Nichtzumutbarkeit der späteren Erfüllung. Wird beim
Verkauf einer bereits im Besitz des inländischen Verkäufers befindlichen Ware
infolge der Unmöglichkeit der vereinbarten Verschiffung nach Rotterdam die Erfüllung
hinausgeschoben, so tritt durch diese Hinausschiebung Befreiung des Schuldners ein,
wenn dadurch seine wirtschaftliche Lage derart ungünstig verändert wird, daß ihm die
spätere Erfüllung nicht mehr zugemutet werden kann. B. G. B. § 242.

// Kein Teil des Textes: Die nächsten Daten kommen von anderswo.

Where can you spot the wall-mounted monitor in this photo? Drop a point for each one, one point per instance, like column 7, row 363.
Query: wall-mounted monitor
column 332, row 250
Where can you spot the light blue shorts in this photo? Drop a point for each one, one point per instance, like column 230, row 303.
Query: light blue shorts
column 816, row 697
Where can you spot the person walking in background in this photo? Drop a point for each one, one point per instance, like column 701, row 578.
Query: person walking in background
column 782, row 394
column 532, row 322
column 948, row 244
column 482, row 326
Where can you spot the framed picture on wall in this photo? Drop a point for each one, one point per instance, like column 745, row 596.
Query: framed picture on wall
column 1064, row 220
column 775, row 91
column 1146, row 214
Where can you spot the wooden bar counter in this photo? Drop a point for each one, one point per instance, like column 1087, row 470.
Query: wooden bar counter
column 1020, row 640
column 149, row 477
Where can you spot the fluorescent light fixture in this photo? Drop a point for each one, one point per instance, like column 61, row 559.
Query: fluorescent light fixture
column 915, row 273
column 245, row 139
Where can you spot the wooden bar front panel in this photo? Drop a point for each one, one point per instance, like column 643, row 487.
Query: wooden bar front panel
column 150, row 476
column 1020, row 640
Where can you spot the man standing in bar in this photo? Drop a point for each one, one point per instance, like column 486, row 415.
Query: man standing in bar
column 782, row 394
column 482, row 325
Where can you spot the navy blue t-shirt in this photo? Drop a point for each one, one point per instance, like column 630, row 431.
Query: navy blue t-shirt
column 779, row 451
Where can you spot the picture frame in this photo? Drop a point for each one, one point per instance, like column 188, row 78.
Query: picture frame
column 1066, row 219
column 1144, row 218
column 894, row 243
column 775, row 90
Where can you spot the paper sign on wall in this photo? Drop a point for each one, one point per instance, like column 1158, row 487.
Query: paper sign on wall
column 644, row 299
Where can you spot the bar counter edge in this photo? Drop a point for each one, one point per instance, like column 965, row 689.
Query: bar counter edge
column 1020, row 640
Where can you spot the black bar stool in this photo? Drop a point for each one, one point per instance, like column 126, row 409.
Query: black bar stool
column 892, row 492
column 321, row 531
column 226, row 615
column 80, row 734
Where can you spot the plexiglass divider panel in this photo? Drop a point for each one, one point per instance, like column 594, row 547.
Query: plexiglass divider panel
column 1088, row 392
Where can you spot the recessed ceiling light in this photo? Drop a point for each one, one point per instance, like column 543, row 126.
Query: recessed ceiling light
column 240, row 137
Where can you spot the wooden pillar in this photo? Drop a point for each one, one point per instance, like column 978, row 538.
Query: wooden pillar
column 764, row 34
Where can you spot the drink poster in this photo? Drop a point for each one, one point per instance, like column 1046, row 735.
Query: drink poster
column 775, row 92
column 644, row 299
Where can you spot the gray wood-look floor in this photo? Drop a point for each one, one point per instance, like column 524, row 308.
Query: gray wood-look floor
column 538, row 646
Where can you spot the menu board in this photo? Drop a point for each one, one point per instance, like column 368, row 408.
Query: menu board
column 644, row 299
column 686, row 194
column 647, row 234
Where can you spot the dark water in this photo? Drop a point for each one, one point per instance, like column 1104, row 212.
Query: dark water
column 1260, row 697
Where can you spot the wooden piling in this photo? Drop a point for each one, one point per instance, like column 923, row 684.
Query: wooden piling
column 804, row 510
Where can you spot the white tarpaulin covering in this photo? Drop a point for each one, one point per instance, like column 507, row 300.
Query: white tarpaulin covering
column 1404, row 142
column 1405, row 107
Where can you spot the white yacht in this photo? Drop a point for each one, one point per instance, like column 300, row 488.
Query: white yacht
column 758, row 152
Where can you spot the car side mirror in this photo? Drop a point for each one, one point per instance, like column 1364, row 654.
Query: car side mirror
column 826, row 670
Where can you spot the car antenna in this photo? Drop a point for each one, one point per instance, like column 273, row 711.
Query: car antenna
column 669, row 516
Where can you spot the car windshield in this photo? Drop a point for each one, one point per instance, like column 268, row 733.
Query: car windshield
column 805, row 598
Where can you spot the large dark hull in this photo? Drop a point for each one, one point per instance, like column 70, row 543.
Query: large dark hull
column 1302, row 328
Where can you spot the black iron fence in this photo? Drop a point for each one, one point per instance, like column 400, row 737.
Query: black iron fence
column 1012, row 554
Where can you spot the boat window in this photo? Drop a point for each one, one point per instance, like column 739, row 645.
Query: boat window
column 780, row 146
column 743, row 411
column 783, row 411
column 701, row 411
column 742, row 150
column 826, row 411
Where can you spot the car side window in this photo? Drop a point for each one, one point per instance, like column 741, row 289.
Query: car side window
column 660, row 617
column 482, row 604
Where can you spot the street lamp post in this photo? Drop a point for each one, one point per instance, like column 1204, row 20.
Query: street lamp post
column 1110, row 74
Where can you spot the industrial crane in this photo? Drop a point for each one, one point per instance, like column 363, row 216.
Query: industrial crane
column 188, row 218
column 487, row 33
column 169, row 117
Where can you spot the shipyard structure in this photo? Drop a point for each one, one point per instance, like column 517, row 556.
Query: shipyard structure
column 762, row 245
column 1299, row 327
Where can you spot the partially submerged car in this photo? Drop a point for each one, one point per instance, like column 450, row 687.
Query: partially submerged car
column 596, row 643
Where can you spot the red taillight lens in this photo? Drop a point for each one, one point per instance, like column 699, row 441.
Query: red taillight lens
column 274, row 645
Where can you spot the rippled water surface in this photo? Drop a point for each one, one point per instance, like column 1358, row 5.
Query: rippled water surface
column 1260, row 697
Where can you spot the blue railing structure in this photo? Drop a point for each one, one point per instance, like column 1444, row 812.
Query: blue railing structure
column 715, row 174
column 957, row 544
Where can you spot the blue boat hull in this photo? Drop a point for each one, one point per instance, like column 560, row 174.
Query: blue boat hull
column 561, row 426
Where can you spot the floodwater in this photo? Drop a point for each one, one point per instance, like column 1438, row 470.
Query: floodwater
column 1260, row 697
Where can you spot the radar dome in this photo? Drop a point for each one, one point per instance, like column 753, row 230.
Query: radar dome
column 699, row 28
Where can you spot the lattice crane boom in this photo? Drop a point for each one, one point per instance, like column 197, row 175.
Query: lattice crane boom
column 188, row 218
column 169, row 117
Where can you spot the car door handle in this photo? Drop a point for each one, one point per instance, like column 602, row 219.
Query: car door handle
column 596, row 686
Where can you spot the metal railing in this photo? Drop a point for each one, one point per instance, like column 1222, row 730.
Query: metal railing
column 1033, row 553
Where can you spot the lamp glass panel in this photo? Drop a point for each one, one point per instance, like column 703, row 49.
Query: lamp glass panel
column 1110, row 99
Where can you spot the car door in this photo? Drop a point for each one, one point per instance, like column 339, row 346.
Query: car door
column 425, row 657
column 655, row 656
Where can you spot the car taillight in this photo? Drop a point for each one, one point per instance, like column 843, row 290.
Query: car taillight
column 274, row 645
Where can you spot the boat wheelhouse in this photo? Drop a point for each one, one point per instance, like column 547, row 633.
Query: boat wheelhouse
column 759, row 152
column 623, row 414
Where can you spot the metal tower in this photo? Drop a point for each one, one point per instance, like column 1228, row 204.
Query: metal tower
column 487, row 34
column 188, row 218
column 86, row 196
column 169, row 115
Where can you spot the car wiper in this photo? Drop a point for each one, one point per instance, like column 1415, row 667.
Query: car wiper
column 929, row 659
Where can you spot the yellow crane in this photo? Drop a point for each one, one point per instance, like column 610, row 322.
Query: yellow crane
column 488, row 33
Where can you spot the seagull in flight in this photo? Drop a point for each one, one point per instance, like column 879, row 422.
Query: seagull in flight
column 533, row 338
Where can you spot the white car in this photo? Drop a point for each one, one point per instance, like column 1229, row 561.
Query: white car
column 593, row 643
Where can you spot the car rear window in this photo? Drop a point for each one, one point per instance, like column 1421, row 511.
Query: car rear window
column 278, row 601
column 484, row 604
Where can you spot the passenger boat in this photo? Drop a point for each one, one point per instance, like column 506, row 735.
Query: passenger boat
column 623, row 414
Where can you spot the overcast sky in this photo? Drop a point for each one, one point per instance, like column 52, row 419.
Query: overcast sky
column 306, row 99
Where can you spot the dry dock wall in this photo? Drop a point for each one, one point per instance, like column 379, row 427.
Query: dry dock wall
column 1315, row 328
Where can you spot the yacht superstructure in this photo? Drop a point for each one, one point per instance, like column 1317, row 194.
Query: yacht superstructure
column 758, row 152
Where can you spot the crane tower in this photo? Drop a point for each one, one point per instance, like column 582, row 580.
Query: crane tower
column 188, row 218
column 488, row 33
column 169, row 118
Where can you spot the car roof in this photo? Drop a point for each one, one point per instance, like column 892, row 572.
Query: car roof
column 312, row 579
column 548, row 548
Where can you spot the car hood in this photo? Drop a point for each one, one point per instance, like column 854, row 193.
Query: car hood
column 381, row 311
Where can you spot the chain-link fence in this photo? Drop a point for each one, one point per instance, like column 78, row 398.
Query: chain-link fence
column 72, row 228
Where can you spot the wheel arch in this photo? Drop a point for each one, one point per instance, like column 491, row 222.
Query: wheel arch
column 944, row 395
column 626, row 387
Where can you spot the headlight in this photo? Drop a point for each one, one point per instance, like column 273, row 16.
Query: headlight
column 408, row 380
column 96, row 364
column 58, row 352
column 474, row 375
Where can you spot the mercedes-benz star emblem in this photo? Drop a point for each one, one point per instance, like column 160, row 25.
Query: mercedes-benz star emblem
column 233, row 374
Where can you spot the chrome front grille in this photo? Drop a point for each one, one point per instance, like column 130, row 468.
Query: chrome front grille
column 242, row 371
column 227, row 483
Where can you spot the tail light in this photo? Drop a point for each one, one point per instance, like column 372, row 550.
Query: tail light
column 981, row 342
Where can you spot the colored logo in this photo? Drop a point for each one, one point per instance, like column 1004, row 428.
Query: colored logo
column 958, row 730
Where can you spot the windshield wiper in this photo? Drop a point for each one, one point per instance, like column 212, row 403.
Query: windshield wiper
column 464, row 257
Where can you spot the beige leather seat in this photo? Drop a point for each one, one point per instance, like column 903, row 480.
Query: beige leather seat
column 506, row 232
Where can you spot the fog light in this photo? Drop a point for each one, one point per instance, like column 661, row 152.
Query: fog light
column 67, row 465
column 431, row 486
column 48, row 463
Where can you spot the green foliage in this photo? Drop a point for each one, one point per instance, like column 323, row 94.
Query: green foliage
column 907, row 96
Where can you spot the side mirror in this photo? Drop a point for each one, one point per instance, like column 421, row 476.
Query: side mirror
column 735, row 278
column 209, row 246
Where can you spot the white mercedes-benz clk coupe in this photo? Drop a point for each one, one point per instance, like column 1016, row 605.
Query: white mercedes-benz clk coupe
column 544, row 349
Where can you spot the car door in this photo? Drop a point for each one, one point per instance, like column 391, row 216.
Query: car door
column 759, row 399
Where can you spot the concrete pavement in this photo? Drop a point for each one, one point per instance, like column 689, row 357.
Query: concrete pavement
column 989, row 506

Februar 1914 kaufte die Klägerin von der Beklagten 600 cbm Bretter cif Rotterdam,
Abladung Juni bis September 1914. Das Holz lag auf Stapel in Königsberg. Anfang Juli
1914 machte Beklagte eine Teillieferung. Im April 1915 schlug Beklagte der Klägerin
an Stelle des durch den Krieg unmöglichen Seeweges nach Rotterdam den Seeweg nach
Hamburg, Lübeck oder Stettin vor. Klägerin lehnte dies mit Brief vom 6. Mai 1915 ab,
da sie wegen der hohen Fracht das Holz nur in Rotterdam entgegennehmen könne. Die
Beklagte schlug der Klägerin darauf, da die Verladung nach Rotterdam im laufenden
Jahre ungewiß sei, die Aufhebung des Schlusses vor. Am 14. Mai 1915 wies die
Klägerin dieses Angebot zurück und erklärte, die Angelegenheit bis zum Eintritt der
Verschiffungsmöglichkeit zurückzustellen. Nun ruhte der Verkehr der Parteien bis zum
18. November 1916. An diesem Tage fragte Klägerin an, ob der Versand jetzt möglich
sei. Beklagte verweigerte die Lieferung. Die Klage begehrt Verurteilung der
Beklagten zur Lieferung des Rückstandes, und zwar nach Wahl der Beklagten entweder
nach Eintritt der Verschiffungsmöglichkeit cif Rotterdam zum Vertragspreis oder frei
Waggon Königsberg zu einem entsprechend billigeren Preise. Das L. G. hat der Klage
entsprochen, das B. G. sie abgewiesen. Die Revision der Klägerin hatte keinen
Erfolg.
Aus den Gründen: Die Entbindung der Beklagten von der Lieferfrist ist gerechtfertigt.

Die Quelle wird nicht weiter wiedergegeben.